We will be grading you on several criteria:

  • Conclusions: Conclusions should be consistent with the evidence provided, the conclusion should be well justified, the principles of machine learning that you have learned should be respected (such as overfitting and underfitting etc.)
  • Correctness of calculations: code should be correct and reflect the principles learned in this course, the logic should be sound, the methods should match the setting and context, you should try many applicable methods that you have learned as long as they apply.
  • Code, Figures, and Text: Code should be annotated and easy to follow, with docstrings on the functions; captions, titles, for figures

Exercise 2 You should run the following code cells to import the code and reduce the variable set. Address the questions after the code.


In [1]:
import numpy as np
import pandas as pd
import matplotlib.pyplot as plt
from sklearn.model_selection import LeaveOneOut
from sklearn import linear_model, neighbors
%matplotlib inline
plt.style.use('ggplot')

# dataset path
data_dir = "."

In [2]:
sample_data = pd.read_csv(data_dir+"/hw1.csv", delimiter=',')
sample_data.head()

The response variable is quality.


In [4]:
X = np.array(sample_data.iloc[:,range(1,5)])
y = np.array(sample_data.iloc[:,0])

In [6]:
def loo_risk(X,y,regmod):
    """
    Construct the leave-one-out square error risk for a regression model
    
    Input: design matrix, X, response vector, y, a regression model, regmod
    Output: scalar LOO risk
    """
    loo = LeaveOneOut()
    loo_losses = []
    for train_index, test_index in loo.split(X):
        X_train, X_test = X[train_index], X[test_index]
        y_train, y_test = y[train_index], y[test_index]
        regmod.fit(X_train,y_train)
        y_hat = regmod.predict(X_test)
        loss = np.sum((y_hat - y_test)**2)
        loo_losses.append(loss)
    return np.mean(loo_losses)

def emp_risk(X,y,regmod):
    """
    Return the empirical risk for square error loss
    
    Input: design matrix, X, response vector, y, a regression model, regmod
    Output: scalar empirical risk
    """
    regmod.fit(X,y)
    y_hat = regmod.predict(X)
    return np.mean((y_hat - y)**2)

Exercise 2.1 (5 pts) Compare the leave-one-out risk with the empirical risk for linear regression, on this dataset.

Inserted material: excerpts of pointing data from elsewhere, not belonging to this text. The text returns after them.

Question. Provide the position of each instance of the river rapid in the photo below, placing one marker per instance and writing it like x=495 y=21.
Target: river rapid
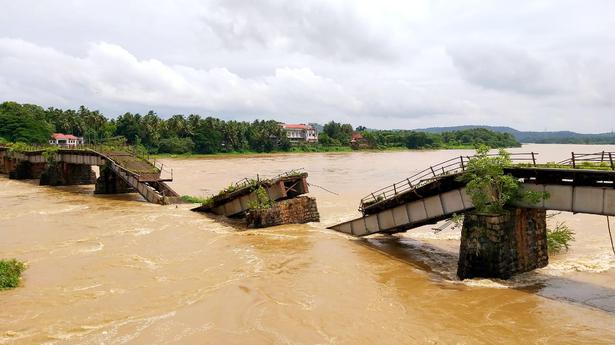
x=116 y=270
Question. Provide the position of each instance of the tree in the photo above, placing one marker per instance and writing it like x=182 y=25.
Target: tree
x=489 y=187
x=25 y=123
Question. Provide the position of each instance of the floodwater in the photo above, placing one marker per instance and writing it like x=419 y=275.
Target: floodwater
x=117 y=270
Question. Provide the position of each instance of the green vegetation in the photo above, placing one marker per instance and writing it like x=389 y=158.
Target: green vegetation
x=10 y=273
x=469 y=138
x=195 y=199
x=262 y=201
x=559 y=238
x=487 y=185
x=181 y=134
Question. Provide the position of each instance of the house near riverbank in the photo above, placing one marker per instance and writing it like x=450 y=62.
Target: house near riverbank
x=300 y=133
x=358 y=141
x=65 y=140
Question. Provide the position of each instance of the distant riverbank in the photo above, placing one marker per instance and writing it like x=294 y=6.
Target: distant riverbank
x=308 y=149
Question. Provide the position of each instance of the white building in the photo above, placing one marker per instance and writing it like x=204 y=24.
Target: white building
x=65 y=140
x=297 y=133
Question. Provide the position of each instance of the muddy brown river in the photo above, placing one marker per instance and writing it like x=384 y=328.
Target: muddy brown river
x=116 y=270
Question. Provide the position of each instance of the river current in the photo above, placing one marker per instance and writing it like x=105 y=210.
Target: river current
x=114 y=269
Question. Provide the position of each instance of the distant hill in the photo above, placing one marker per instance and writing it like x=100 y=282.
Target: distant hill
x=559 y=137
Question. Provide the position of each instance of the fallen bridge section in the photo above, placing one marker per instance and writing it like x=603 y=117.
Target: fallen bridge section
x=236 y=200
x=433 y=197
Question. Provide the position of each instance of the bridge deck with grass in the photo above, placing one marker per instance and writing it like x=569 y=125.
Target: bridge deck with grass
x=138 y=173
x=236 y=199
x=584 y=183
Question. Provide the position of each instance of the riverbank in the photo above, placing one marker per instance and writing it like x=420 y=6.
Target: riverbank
x=163 y=274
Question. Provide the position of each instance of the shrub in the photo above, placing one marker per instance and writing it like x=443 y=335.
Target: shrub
x=262 y=201
x=176 y=145
x=10 y=273
x=489 y=187
x=195 y=199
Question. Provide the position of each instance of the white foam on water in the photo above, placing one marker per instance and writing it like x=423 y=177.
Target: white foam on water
x=596 y=263
x=66 y=209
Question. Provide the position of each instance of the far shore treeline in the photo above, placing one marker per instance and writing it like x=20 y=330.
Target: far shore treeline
x=180 y=134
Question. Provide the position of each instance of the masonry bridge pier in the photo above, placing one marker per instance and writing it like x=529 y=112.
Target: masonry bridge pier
x=120 y=171
x=508 y=244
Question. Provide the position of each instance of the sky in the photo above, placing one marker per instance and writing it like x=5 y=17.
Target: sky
x=532 y=65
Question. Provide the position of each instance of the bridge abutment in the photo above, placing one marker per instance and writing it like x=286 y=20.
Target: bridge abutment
x=24 y=170
x=110 y=183
x=65 y=174
x=499 y=246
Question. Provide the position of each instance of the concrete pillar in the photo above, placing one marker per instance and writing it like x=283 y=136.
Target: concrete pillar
x=64 y=174
x=299 y=210
x=499 y=246
x=24 y=170
x=110 y=183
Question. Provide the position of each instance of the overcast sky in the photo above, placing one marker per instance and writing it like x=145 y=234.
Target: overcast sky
x=532 y=65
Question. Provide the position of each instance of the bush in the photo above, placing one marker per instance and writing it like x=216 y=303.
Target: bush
x=10 y=273
x=195 y=199
x=489 y=187
x=262 y=201
x=558 y=239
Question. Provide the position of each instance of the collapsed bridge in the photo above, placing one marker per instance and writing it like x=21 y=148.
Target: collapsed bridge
x=583 y=183
x=492 y=245
x=121 y=171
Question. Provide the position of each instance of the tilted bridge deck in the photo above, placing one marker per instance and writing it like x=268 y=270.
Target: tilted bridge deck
x=436 y=193
x=237 y=201
x=143 y=176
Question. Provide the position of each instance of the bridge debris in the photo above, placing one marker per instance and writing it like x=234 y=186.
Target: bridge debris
x=266 y=202
x=121 y=171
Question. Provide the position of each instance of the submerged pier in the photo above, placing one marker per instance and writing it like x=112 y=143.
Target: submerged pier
x=121 y=171
x=266 y=202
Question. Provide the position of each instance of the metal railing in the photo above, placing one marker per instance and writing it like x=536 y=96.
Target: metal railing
x=600 y=160
x=102 y=150
x=434 y=172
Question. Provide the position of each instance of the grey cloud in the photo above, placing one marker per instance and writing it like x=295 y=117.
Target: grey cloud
x=322 y=28
x=505 y=69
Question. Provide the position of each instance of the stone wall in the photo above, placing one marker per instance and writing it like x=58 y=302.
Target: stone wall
x=499 y=246
x=24 y=170
x=110 y=183
x=297 y=210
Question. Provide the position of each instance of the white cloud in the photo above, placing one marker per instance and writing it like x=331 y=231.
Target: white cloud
x=386 y=64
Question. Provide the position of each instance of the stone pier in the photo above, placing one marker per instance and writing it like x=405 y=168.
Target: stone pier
x=499 y=246
x=110 y=183
x=25 y=170
x=65 y=174
x=297 y=210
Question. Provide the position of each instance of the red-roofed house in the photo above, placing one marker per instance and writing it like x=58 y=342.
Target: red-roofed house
x=65 y=140
x=300 y=133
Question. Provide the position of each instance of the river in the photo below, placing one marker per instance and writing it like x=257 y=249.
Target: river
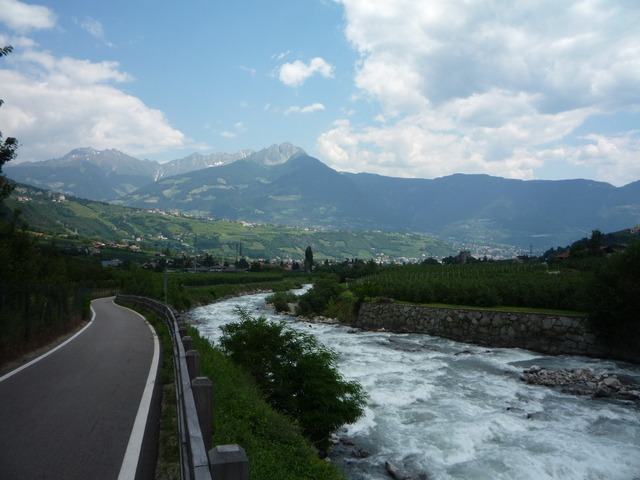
x=441 y=409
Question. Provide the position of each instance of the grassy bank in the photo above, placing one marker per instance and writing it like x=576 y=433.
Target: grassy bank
x=275 y=447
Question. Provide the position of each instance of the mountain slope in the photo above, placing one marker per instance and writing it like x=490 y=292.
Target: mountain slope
x=475 y=208
x=105 y=175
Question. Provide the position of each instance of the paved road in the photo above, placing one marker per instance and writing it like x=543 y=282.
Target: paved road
x=74 y=413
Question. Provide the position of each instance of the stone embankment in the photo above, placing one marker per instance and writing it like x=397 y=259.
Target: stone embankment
x=552 y=334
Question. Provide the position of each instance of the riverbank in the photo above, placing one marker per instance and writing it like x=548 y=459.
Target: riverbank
x=549 y=333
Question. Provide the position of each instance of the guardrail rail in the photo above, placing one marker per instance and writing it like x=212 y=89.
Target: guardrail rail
x=194 y=398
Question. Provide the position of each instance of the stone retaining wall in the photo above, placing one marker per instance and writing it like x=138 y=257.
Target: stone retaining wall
x=551 y=334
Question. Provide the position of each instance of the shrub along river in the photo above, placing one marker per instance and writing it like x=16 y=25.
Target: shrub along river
x=441 y=409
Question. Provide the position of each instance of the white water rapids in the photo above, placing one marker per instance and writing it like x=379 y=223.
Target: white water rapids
x=458 y=411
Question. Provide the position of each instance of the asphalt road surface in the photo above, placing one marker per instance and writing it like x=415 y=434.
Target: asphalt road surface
x=80 y=412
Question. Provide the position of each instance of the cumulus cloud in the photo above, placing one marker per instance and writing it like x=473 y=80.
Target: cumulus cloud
x=238 y=128
x=314 y=107
x=296 y=73
x=94 y=28
x=22 y=17
x=53 y=105
x=487 y=86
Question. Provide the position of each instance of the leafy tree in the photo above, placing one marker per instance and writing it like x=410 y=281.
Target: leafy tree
x=242 y=263
x=595 y=243
x=308 y=259
x=614 y=299
x=8 y=147
x=296 y=373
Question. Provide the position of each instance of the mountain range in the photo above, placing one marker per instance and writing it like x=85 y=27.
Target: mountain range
x=283 y=185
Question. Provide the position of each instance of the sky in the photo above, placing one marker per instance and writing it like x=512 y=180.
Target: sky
x=523 y=89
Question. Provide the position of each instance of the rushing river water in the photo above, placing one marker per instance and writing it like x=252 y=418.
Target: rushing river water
x=452 y=410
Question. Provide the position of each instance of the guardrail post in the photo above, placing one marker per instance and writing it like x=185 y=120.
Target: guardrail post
x=229 y=462
x=193 y=363
x=182 y=329
x=203 y=396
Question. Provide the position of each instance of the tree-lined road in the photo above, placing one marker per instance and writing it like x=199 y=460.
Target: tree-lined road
x=71 y=415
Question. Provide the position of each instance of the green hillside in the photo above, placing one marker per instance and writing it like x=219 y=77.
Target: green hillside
x=60 y=217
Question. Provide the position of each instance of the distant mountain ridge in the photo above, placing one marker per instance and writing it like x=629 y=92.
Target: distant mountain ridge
x=282 y=185
x=106 y=175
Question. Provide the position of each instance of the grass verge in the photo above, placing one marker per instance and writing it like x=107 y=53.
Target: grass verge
x=274 y=445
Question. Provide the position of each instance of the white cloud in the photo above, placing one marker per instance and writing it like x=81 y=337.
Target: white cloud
x=487 y=86
x=53 y=105
x=615 y=158
x=22 y=17
x=94 y=28
x=314 y=107
x=296 y=73
x=237 y=129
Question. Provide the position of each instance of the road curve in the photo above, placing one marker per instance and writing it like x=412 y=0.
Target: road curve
x=80 y=411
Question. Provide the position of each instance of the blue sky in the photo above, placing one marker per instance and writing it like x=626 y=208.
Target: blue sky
x=539 y=89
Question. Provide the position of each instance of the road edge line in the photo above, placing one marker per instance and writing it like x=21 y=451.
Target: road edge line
x=134 y=446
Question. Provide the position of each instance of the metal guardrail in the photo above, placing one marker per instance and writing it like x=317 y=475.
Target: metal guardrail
x=194 y=404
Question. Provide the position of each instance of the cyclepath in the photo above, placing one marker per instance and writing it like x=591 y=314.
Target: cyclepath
x=87 y=409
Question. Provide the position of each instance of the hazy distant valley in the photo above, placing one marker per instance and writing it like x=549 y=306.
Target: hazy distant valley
x=282 y=185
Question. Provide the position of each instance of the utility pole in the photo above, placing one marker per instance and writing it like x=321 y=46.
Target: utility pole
x=195 y=253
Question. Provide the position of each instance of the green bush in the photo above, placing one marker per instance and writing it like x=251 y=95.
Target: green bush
x=297 y=375
x=614 y=299
x=276 y=448
x=315 y=301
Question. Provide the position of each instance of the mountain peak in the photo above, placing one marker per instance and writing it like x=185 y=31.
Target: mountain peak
x=276 y=154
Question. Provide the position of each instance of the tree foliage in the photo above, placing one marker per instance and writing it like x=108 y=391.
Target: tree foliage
x=614 y=298
x=296 y=373
x=8 y=147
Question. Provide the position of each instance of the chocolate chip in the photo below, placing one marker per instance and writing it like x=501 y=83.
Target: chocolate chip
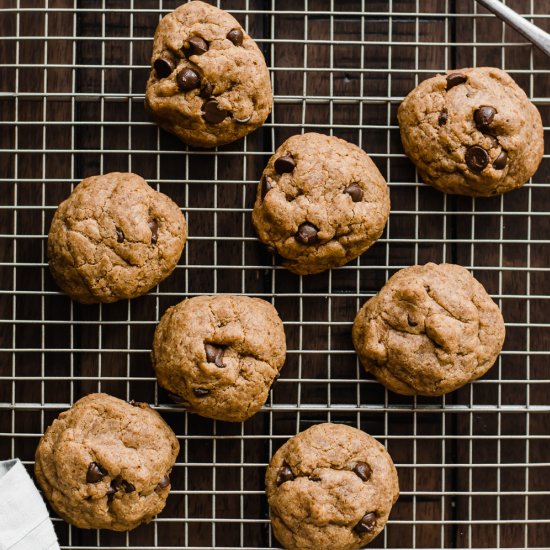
x=477 y=158
x=164 y=66
x=236 y=36
x=367 y=523
x=284 y=164
x=355 y=192
x=212 y=114
x=206 y=90
x=197 y=46
x=95 y=473
x=307 y=234
x=187 y=80
x=244 y=120
x=284 y=474
x=454 y=79
x=266 y=186
x=501 y=160
x=362 y=469
x=127 y=486
x=164 y=482
x=154 y=227
x=484 y=116
x=214 y=354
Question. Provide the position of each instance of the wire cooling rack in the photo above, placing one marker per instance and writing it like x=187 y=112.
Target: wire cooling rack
x=474 y=465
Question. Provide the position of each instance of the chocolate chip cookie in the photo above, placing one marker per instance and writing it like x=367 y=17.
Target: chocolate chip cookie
x=430 y=330
x=472 y=132
x=105 y=463
x=219 y=355
x=331 y=486
x=321 y=203
x=114 y=238
x=209 y=83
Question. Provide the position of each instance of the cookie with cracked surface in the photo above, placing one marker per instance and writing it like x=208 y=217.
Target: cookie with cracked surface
x=113 y=238
x=209 y=84
x=330 y=486
x=472 y=132
x=430 y=330
x=321 y=203
x=105 y=463
x=219 y=355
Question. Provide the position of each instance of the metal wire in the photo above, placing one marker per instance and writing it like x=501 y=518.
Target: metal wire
x=463 y=459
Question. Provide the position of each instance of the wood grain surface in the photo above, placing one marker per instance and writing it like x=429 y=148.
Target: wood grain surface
x=474 y=466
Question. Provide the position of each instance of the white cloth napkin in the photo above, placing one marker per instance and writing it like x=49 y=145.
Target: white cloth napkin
x=24 y=520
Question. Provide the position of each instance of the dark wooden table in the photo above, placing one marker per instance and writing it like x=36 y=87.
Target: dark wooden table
x=474 y=466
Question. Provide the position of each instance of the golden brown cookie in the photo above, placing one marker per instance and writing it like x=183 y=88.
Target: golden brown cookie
x=114 y=238
x=219 y=355
x=472 y=132
x=209 y=83
x=430 y=330
x=331 y=486
x=105 y=463
x=321 y=203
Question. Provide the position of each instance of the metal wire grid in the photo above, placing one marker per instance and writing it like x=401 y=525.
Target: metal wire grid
x=456 y=455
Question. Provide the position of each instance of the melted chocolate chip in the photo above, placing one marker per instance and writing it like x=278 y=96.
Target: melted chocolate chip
x=484 y=116
x=454 y=79
x=284 y=474
x=236 y=36
x=266 y=186
x=206 y=90
x=119 y=235
x=127 y=486
x=212 y=114
x=284 y=165
x=244 y=120
x=355 y=192
x=307 y=234
x=477 y=158
x=154 y=227
x=214 y=354
x=362 y=469
x=95 y=473
x=501 y=160
x=164 y=482
x=367 y=523
x=197 y=46
x=164 y=66
x=187 y=80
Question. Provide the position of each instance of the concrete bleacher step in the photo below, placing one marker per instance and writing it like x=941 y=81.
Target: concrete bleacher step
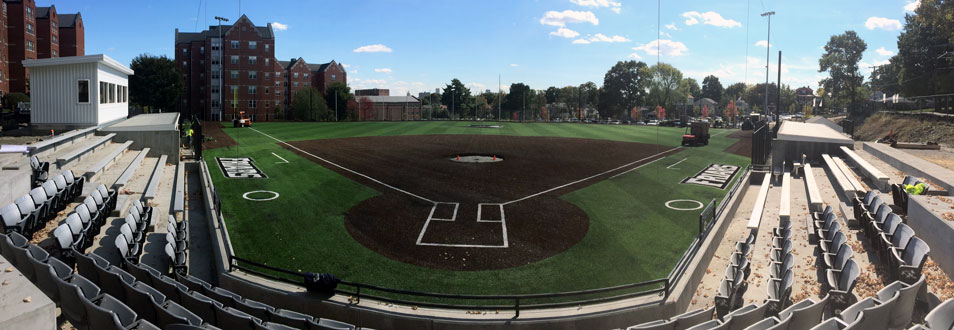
x=128 y=172
x=153 y=186
x=107 y=160
x=873 y=173
x=756 y=217
x=85 y=150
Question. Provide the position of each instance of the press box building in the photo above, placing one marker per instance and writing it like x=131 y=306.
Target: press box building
x=77 y=91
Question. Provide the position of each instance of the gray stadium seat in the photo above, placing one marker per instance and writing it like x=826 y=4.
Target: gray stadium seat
x=230 y=318
x=194 y=283
x=331 y=325
x=145 y=300
x=834 y=244
x=711 y=325
x=172 y=313
x=873 y=314
x=691 y=318
x=942 y=316
x=109 y=313
x=261 y=310
x=909 y=264
x=805 y=318
x=72 y=294
x=843 y=283
x=200 y=305
x=13 y=220
x=289 y=318
x=837 y=261
x=903 y=309
x=111 y=281
x=746 y=316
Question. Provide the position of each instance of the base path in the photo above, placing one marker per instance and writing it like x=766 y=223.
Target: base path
x=427 y=214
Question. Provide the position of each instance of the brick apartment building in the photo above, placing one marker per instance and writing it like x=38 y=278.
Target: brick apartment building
x=251 y=79
x=32 y=32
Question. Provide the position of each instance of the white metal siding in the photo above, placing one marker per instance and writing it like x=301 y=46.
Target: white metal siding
x=53 y=97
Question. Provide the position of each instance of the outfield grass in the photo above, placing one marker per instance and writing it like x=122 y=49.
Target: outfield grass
x=632 y=237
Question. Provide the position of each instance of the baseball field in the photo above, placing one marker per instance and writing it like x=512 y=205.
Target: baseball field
x=448 y=207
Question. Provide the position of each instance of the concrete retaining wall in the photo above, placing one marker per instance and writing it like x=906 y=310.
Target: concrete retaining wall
x=924 y=216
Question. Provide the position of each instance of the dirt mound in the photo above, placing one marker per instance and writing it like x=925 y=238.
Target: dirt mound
x=906 y=129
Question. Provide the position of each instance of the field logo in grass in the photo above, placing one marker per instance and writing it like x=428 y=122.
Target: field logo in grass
x=714 y=175
x=239 y=168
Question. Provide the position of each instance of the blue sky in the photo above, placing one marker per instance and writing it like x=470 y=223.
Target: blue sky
x=417 y=45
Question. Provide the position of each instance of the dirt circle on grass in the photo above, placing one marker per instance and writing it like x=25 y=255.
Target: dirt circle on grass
x=462 y=216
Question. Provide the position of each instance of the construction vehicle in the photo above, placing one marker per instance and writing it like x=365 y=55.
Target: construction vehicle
x=697 y=134
x=242 y=120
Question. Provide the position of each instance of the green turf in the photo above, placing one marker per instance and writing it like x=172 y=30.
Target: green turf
x=632 y=236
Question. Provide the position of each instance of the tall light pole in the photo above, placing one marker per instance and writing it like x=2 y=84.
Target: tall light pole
x=221 y=66
x=768 y=46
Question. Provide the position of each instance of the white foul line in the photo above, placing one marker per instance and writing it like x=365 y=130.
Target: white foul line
x=280 y=157
x=587 y=178
x=344 y=168
x=677 y=163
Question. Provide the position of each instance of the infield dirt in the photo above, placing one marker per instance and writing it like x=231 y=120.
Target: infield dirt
x=538 y=224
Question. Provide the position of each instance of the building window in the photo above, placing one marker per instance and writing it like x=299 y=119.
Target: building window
x=102 y=92
x=82 y=91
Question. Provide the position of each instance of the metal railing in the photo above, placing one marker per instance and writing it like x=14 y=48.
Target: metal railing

Exercise 2.2 (10 pts) Perform kNN regression and compare the leave-one-out risk with the empirical risk for k from 1 to 50. Remark on the tradeoff between bias and variance for this dataset and compare against linear regression.

Exercise 2.3 (10 pts) Implement forward stepwise regression (ESL section 3.3.2) for the linear model and compare the LOO risk for each stage. Recall that at each step forward stepwise regression will select a new variable that most improves the empirical risk and include that in the model (starting with the intercept).